「デビュー以来のすべての出来事は、この曲を作るためにあった」
これほど重い言葉を、希代のヒットメーカーが自分の一曲に投じるのは異例のことです。
しかし、僕らの耳に届いたのは『Tomorrow never knows』のような壮大なバラードでも、『名もなき詩』のような力強いメッセージソングでもなく、湿り気を帯びた、少し投げやりなロックナンバーでした。
なぜ、これが最高傑作なのか?
その鍵は、この曲が「恋愛ソングの皮を被った、表現者の敗北宣言」だったことにあります。
「君」とは誰か? ── 突きつけられた多層的な「正しさ」
僕はつい見えもしないものに頼って逃げる 君はすぐ形で示してほしいとごねる
普通に読めば「愛を言葉にしてほしい彼女」と「曖昧に逃げる彼氏」です。
しかし、これを「表現者」と「受け手」に置き換えてみてください。
- 僕: 音楽や芸術という「見えないもの」を追いかける桜井和寿。
- 君: ヒット(数字)という「目に見える形」を求めるスポンサー、レーベル、あるいはファン。
矛盾しあった幾つもの事が 正しさを主張しているよ
「ポップで売れる曲を書いて」「もっと深い内省的な曲を聴きたい」「昔みたいな曲がいい」。
周囲から押し寄せ、それぞれが正論をかざす「幾つもの正しさ」。
その板挟みの中で、彼は「本当の自分」をNOT FOUND(見失った状態)に陥っていたのではないでしょうか。
言葉のプロが認めた「言葉の限界」
あぁ 何処まで行けば解りあえるのだろう? 歌や詩になれない この感情と苦悩
ここがこの曲の核心です。
日本で最も美しい「歌や詩」を書いてきた男が、自らの職業を否定するように「歌や詩になれない」と歌っている。
これはテクニックの敗北ではありません。
「どんなに言葉を尽くしても、僕が本当に感じているこの絶望も、この愛も、君(ファンや世間)には100%は伝わらないんだ」という、表現者としての究極の孤独に辿り着いてしまった。

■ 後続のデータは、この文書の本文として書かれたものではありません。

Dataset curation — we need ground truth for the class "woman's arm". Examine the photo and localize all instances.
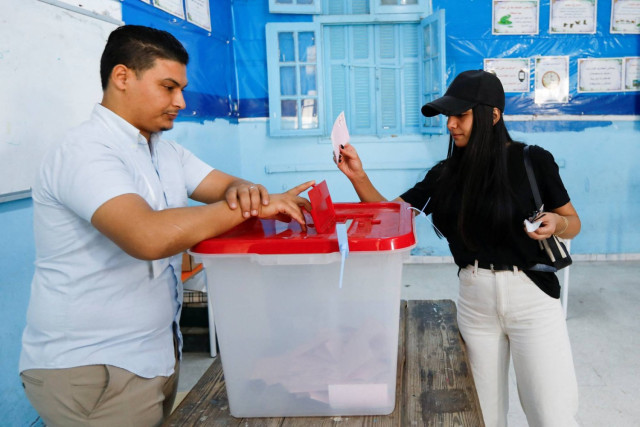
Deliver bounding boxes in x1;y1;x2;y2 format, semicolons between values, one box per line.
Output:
334;144;387;202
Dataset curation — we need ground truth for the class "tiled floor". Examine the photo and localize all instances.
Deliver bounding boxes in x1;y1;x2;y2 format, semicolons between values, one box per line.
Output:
178;261;640;427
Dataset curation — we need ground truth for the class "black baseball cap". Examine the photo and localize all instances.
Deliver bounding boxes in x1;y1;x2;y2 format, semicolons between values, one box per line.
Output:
422;70;504;117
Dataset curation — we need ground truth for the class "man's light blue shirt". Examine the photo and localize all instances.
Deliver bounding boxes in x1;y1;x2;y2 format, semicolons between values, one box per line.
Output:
20;105;212;378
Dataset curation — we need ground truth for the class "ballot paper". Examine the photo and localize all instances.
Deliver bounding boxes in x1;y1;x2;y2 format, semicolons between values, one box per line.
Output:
331;111;349;162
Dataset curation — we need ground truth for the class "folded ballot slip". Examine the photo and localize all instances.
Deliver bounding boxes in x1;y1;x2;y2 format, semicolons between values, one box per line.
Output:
331;111;349;162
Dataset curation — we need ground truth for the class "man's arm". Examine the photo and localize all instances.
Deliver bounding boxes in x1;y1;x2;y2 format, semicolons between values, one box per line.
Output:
191;170;269;218
91;181;314;260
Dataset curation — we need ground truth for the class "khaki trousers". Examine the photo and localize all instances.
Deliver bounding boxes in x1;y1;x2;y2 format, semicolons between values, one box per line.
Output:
20;358;180;427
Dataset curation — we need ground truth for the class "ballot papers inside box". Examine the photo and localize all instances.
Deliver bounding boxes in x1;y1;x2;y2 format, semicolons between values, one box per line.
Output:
191;183;415;417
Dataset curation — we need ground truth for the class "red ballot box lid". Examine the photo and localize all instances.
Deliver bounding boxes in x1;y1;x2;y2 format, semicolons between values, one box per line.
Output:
191;181;416;255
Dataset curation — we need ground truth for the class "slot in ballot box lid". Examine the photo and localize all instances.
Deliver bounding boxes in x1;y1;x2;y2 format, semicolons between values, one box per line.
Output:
190;181;416;255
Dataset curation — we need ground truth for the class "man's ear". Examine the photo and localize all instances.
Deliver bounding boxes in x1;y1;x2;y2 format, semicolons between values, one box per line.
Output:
493;107;502;126
109;64;131;90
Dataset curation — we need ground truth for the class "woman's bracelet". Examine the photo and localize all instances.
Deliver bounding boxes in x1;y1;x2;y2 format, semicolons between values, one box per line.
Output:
553;215;569;236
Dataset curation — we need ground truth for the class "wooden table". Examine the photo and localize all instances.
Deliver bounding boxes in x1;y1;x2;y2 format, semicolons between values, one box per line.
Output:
164;300;484;427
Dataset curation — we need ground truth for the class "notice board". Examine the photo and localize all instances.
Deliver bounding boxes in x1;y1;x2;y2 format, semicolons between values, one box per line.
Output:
0;0;119;201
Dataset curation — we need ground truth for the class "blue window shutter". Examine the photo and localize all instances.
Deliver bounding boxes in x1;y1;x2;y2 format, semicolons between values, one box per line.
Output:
324;26;349;126
418;9;447;134
400;24;421;133
266;22;324;136
347;25;376;135
376;25;401;135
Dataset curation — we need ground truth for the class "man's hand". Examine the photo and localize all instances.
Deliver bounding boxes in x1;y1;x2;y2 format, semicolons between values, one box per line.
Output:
224;180;269;218
258;181;315;231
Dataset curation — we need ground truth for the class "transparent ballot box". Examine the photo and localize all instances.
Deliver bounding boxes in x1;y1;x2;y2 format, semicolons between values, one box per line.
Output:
191;182;415;417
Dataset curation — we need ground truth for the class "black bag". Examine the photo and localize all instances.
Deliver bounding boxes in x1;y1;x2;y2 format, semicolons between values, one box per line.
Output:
524;145;573;272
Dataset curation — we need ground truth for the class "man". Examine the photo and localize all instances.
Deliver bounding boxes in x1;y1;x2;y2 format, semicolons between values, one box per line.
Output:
20;25;312;426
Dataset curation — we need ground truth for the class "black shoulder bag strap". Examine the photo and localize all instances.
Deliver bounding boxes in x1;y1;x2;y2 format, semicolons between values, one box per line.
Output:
523;145;571;272
523;145;542;209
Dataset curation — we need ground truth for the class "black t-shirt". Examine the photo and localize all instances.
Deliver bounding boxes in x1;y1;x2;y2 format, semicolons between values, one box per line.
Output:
400;142;570;298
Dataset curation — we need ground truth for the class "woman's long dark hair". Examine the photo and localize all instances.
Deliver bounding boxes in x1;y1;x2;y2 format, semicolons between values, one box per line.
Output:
433;105;514;250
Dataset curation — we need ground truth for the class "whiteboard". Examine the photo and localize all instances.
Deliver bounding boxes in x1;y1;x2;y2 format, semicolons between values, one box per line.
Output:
0;0;117;201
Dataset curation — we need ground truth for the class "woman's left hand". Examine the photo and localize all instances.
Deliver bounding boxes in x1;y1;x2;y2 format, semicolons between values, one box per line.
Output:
525;212;560;240
524;202;581;240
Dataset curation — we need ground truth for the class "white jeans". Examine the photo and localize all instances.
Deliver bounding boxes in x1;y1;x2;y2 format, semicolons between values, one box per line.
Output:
458;266;578;427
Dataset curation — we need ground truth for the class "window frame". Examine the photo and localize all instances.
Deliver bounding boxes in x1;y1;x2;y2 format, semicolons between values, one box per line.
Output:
266;10;446;138
269;0;324;15
418;9;447;135
266;22;325;136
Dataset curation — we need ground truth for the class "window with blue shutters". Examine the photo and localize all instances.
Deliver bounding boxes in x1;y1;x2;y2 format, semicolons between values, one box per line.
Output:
267;4;445;137
419;10;447;134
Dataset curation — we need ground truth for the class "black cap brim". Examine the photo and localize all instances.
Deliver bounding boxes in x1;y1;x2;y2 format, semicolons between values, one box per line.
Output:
421;95;477;117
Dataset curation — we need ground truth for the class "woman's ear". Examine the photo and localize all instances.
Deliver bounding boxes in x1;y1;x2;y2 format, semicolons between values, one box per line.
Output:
493;107;502;126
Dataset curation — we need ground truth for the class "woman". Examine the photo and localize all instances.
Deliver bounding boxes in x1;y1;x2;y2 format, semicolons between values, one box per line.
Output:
337;70;580;427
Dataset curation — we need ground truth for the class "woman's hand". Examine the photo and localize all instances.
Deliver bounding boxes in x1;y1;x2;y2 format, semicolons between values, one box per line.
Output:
525;212;559;240
525;202;582;240
258;181;315;231
333;144;365;181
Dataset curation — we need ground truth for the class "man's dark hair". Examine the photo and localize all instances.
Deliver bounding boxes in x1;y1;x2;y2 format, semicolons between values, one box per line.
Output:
100;25;189;90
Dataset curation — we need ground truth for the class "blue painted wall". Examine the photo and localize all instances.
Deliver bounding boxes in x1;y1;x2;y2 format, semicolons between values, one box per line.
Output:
0;0;640;426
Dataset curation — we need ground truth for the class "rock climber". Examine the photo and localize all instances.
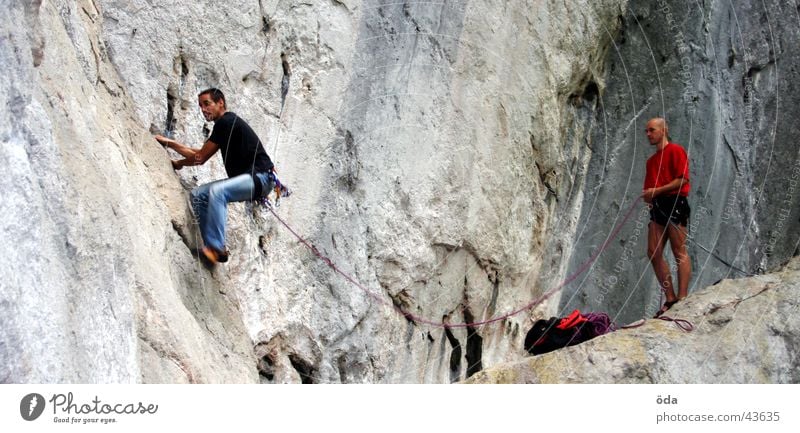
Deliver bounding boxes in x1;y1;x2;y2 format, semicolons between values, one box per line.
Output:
155;88;288;263
642;117;692;317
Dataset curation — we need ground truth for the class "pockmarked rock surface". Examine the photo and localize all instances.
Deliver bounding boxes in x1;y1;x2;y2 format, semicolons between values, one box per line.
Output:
561;0;800;321
467;258;800;383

「最高傑作」とは、その絶望を隠さずにメロディに乗せられた、最初の一曲だったからではないでしょうか。
「昨日の魔法」が今日は解けているという恐怖
昨日探し当てた場所に 今日もジャンプしてみるけれど なぜか NOT FOUND 今日は NOT FOUND
創作者にとって、昨日書けた名曲のレシピは、今日にはもう通用しません。
昨日「ここだ!」と思った真実の場所は、24時間後には「404 NOT FOUND(ページが見つかりません)」と表示されてしまう。
常に「過去の自分」という成功者と戦い、毎日ゼロから魔法を探し続けなければならない。
この2番の歌詞で、「君(他人)」との問題だったはずの歌は、完全に「自分自身」との孤独な戦いへと変貌を遂げています。
なぜ「恋愛ソング」という形が必要だったのか
桜井和寿という人は、あまりに直接的な「自分語り」を嫌う傾向があります。
自分のドロドロとした負の感情をそのまま出すのは、エンターテインメントとして美しくない。
だからこそ、彼は「失恋ソング」という完璧なカムフラージュを用意しました。
世間が「切ない恋の歌だね」と安心して聴いている裏で、彼は「ファンへの戸惑い」「創作の苦悩」「過去の自分への憎悪」といった、本来なら歌えないはずの猛毒をすべて吐き出したのです。
「安全な形(恋の歌)」の中に、「最も危険な本音(自己否定)」を閉じ込めることに成功した。
その手応えこそが、彼に「最高傑作」と言わしめた理由でしょう。
「微笑みを」に込められた、最後の手向け
君に触れていたい 痛みすら伴い歯痒くとも
切なくとも 微笑みを 微笑みを もう一度 微笑みを
曲の最後、彼は必死に「微笑み」を乞います。
もし「君」がファンであるなら、これは「こんなにも汚れて、迷っている僕だけれど、それでも音楽を奏でる僕に笑いかけてほしい」という、あまりにも健気で、あまりにも残酷な祈りです。
答えは見つからない。
言葉も届かない。
過去の栄光も助けてくれない。
そんなNOT FOUND(何もない)な状態の果てに、ただ「微笑み」という微かな繋がりだけを求めて手を伸ばす。
結論
『NOT FOUND』は、恋人たちのすれ違いを描いた曲などではありません。
それは、「Mr.Childrenという巨大な偶像」を背負わされた一人の人間が、その重圧に押し潰されそうになりながら、それでも音楽という出口を探して叫んだ「脱出記録」だったのです。
「見つからない」という絶望を、最高のロックナンバーに昇華できた。
その矛盾した成功こそが、この曲を唯一無二の、そして「最高」の傑作たらしめているのです。